Memorandum: Plaintiff City of Utica (City) appeals from a revised judgment that, inter alia, granted plaintiffs judgment in the amount of $13,275.86, the cost of demolishing an abandoned structure on defendants’ property. After the City perfected its appeal from the revised judgment, defendants moved to dismiss the appeal, contending that it was moot because the City had accepted their tendered payment and thus that defendants had satisfied the revised judgment in full. *1092We denied defendants’ motion with leave to renew at oral argument of the appeal. Although we reject defendants’ contention that the appeal insofar as it concerns liability for the cost of the demolition is moot, we now grant the motion in part and dismiss that part of the appeal. The City, having accepted the benefits of the revised judgment in that respect, is not aggrieved thereby and therefore is precluded from appealing from that part of the revised judgment (see CPLR 5511; Mid-State Precast Sys. v Corbetta Constr.
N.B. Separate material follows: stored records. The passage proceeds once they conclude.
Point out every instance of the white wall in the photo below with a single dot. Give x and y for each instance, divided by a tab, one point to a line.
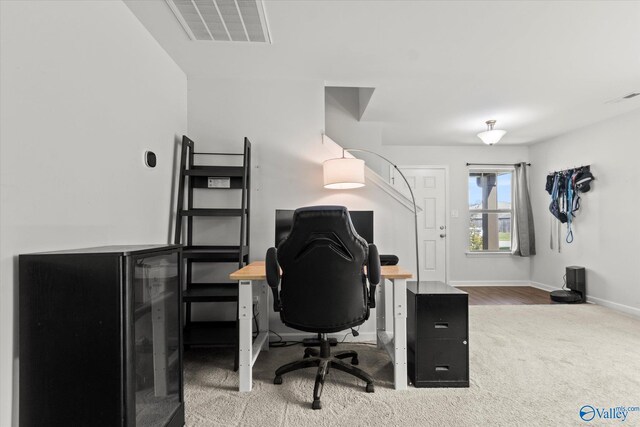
85	91
606	230
345	129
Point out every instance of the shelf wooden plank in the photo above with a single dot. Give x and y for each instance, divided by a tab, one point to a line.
212	212
215	171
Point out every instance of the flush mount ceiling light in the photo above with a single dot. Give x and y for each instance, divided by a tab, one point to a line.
491	135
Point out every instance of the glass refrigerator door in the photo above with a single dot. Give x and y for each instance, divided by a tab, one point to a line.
156	338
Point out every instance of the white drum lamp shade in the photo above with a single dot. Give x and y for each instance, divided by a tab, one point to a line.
491	135
343	173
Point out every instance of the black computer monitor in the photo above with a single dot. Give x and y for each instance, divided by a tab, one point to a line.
362	222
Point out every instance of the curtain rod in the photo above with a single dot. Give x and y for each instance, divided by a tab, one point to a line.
495	164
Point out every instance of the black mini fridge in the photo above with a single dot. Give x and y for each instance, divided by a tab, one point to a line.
101	338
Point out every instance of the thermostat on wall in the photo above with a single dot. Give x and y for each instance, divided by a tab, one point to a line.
215	182
150	159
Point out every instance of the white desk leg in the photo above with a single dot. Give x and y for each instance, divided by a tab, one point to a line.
389	314
245	319
263	309
400	333
380	312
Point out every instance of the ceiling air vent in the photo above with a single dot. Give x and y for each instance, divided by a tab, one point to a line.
624	98
222	20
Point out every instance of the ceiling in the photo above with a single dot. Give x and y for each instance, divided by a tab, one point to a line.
439	69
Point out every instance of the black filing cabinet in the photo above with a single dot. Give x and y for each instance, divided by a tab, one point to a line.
437	335
101	337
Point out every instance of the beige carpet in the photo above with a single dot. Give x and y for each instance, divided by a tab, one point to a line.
530	366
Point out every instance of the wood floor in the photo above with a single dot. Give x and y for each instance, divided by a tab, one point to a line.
506	295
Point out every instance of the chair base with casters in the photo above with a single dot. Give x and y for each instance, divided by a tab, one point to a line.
324	361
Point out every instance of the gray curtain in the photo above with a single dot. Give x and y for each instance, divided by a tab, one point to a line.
523	241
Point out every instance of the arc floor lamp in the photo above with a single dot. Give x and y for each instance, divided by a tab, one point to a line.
344	173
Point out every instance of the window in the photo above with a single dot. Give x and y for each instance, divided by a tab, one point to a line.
490	210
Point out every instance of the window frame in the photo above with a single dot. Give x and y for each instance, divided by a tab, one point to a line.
490	169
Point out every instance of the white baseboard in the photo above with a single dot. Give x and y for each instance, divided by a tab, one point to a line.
633	311
299	336
457	283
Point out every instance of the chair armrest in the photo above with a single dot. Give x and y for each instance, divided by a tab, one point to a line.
373	273
272	270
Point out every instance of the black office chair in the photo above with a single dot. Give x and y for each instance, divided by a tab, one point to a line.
323	287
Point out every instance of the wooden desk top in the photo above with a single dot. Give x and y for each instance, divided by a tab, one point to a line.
256	271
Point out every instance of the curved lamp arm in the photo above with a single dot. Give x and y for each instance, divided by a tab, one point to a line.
413	199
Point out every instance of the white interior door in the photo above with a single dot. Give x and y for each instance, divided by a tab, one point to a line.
429	188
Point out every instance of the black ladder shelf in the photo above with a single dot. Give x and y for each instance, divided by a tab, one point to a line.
192	176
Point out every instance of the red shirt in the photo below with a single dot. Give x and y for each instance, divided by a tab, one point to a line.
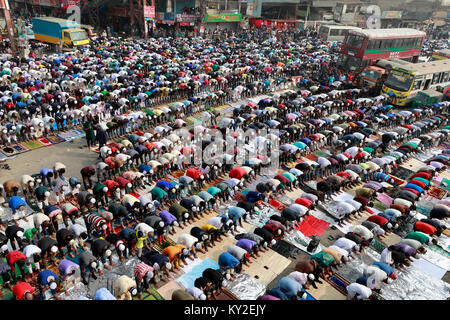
20	289
423	175
271	228
412	190
424	227
14	256
418	183
283	179
122	182
110	184
343	174
194	173
381	221
237	173
304	202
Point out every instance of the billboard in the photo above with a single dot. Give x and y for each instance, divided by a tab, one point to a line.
149	11
223	18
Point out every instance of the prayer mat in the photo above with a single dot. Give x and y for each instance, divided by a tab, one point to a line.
277	205
397	181
177	174
436	192
239	197
284	248
6	294
54	139
188	279
20	148
312	226
32	144
439	250
339	283
163	245
9	151
226	110
167	289
384	199
308	296
225	294
312	157
71	134
445	184
153	295
378	246
134	194
45	142
403	173
380	206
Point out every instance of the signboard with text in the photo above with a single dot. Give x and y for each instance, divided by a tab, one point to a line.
149	11
186	17
223	18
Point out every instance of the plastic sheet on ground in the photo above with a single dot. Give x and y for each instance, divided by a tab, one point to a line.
330	207
299	240
437	259
245	287
353	269
312	184
429	268
444	243
285	200
319	214
188	279
262	216
414	284
424	156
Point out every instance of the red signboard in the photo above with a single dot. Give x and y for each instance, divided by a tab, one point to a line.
70	3
149	12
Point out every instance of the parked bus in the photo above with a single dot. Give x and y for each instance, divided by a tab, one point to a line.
378	72
405	82
363	47
441	55
335	33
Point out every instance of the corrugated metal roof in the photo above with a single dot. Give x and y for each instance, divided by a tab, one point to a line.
428	67
382	33
61	22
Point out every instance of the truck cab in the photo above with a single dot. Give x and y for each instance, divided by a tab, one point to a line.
74	37
372	75
427	98
90	30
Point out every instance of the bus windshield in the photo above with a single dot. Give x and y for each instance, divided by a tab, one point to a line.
351	63
79	35
399	80
421	97
373	75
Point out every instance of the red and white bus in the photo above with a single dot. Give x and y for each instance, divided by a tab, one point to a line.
362	48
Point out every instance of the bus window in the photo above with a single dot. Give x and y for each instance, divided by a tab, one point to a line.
373	44
334	32
435	78
323	32
397	43
399	80
417	85
351	63
355	41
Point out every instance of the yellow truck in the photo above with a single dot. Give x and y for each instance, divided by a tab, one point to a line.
54	30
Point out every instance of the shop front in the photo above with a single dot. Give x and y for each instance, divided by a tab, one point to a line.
226	21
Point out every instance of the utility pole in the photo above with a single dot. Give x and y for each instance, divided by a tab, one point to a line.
4	5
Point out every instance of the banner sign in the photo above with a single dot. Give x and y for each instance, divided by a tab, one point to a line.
223	18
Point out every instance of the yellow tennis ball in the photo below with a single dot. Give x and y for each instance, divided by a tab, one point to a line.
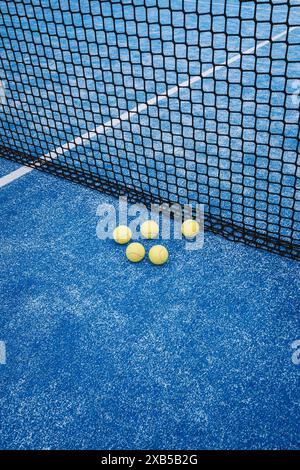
122	234
135	252
149	229
190	228
158	254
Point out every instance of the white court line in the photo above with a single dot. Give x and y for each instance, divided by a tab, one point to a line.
101	129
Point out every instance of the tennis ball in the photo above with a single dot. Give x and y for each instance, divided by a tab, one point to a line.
122	234
135	252
149	229
190	228
158	254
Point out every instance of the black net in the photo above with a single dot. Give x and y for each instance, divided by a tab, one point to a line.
162	100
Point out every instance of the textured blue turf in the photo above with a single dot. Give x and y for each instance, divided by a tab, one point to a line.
105	354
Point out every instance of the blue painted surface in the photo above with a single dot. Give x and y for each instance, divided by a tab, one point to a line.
105	354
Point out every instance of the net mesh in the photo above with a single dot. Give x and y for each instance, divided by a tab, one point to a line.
164	101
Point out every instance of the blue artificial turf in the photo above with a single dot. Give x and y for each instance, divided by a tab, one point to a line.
105	354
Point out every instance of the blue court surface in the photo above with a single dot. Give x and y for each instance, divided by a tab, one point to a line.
104	354
99	353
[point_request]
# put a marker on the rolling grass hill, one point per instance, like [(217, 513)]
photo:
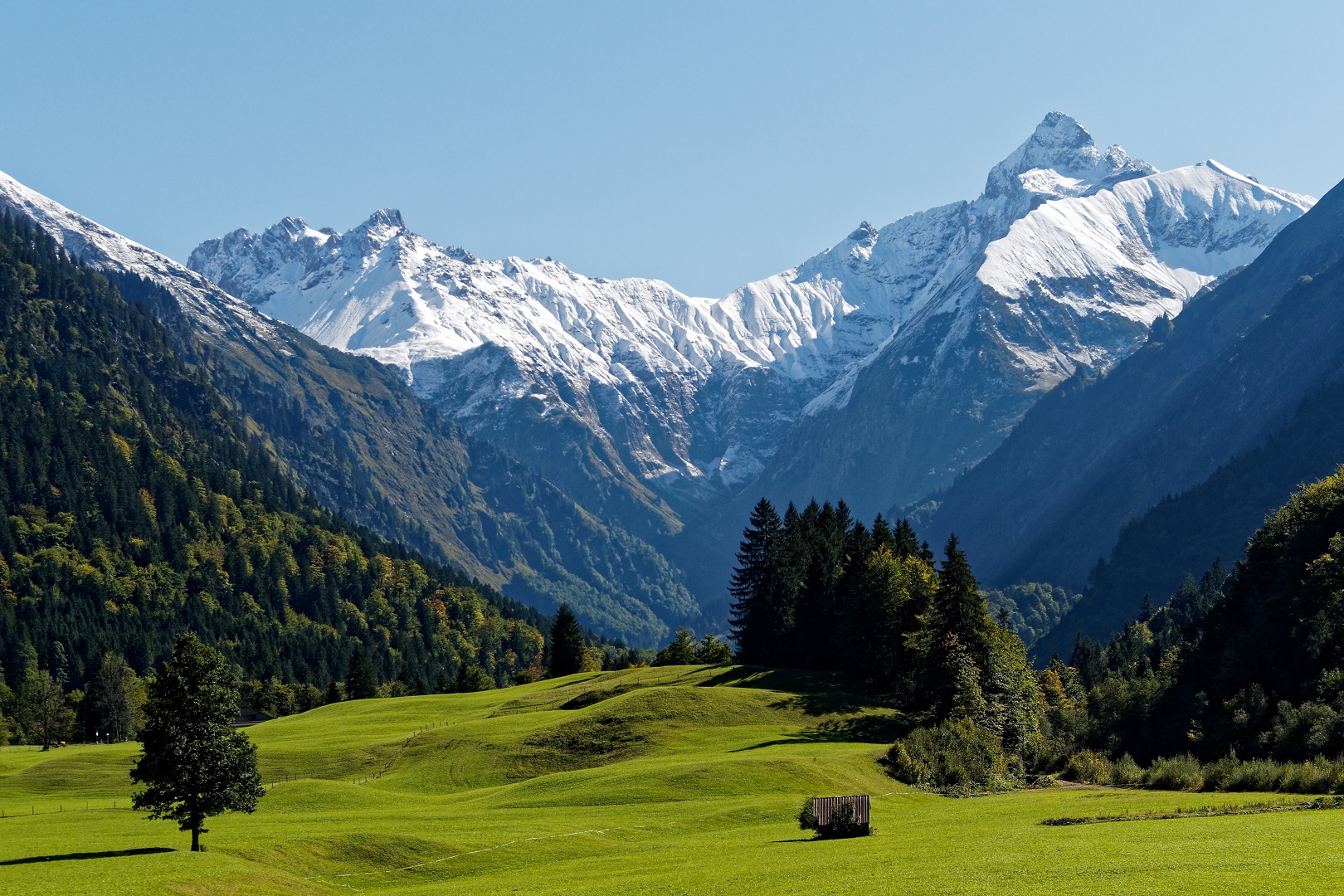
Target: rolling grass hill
[(682, 779)]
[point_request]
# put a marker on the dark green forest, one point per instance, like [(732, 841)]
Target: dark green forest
[(134, 507), (1235, 681)]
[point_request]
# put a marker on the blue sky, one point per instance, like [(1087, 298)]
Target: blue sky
[(704, 144)]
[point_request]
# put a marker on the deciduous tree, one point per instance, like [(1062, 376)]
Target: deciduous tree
[(194, 765)]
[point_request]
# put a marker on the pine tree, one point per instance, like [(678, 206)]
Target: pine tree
[(117, 696), (194, 765), (42, 709), (958, 609), (760, 616), (566, 644)]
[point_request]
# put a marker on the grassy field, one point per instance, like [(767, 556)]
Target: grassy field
[(682, 779)]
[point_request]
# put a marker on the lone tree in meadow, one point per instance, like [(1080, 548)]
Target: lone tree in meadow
[(566, 644), (194, 765), (42, 709), (360, 681)]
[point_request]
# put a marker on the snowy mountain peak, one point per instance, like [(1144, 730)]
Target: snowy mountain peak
[(1064, 261), (1060, 158), (864, 232), (383, 219)]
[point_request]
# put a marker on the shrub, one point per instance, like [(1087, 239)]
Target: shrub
[(1177, 772), (958, 757), (1125, 772), (1257, 774), (1088, 767), (1311, 777)]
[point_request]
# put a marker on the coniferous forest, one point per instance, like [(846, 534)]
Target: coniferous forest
[(134, 507), (1235, 681)]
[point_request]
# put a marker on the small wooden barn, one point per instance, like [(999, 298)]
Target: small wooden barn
[(824, 806)]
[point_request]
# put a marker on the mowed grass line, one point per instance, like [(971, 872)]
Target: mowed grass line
[(650, 781)]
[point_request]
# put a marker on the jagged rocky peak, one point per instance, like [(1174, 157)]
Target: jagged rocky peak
[(385, 219), (1060, 158), (864, 232)]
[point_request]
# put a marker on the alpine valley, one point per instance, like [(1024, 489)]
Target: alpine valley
[(875, 371), (600, 442)]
Co., 223 AD2d 776, 777). However, the City is not precluded from appealing from the third and fourth decretal paragraphs of the revised judgment. Those decretal paragraphs constitute “an inappropriate advisory opinion” (T.D. v New York State Off. of Mental Health, 91 NY2d 860, 862). We conclude that those decretal paragraphs must be vacated because the issues addressed therein have no bearing on any present controversy before Supreme Court and thus are nonjusticiable (see American Ins. Assn. v Chu, 64 NY2d 379, 385-386, appeal dismissed and cert denied 474 US 803; see generally Matter of Self-Insurer’s Assn. v State Indus. Commn., 224 NY 13, 16). Moreover, “[o]ne is not entitled to a declaratory judgment absent ‘concrete legal issues presented in actual cases, not abstractions’ ” (Phelan v City of Buffalo, 54 AD2d 262, 264), and thus the court’s declarations in those decretal paragraphs are improper.
Thus, we grant defendants’ motion in part and dismiss the appeal insofar as the City challenges the first, second, and fifth through ninth decretal paragraphs of the revised judgment, and we modify the revised judgment by vacating the third and fourth decretal paragraphs. Present — Pigott, Jr., P.J., Green, Hayes, Scudder and Lawton, JJ.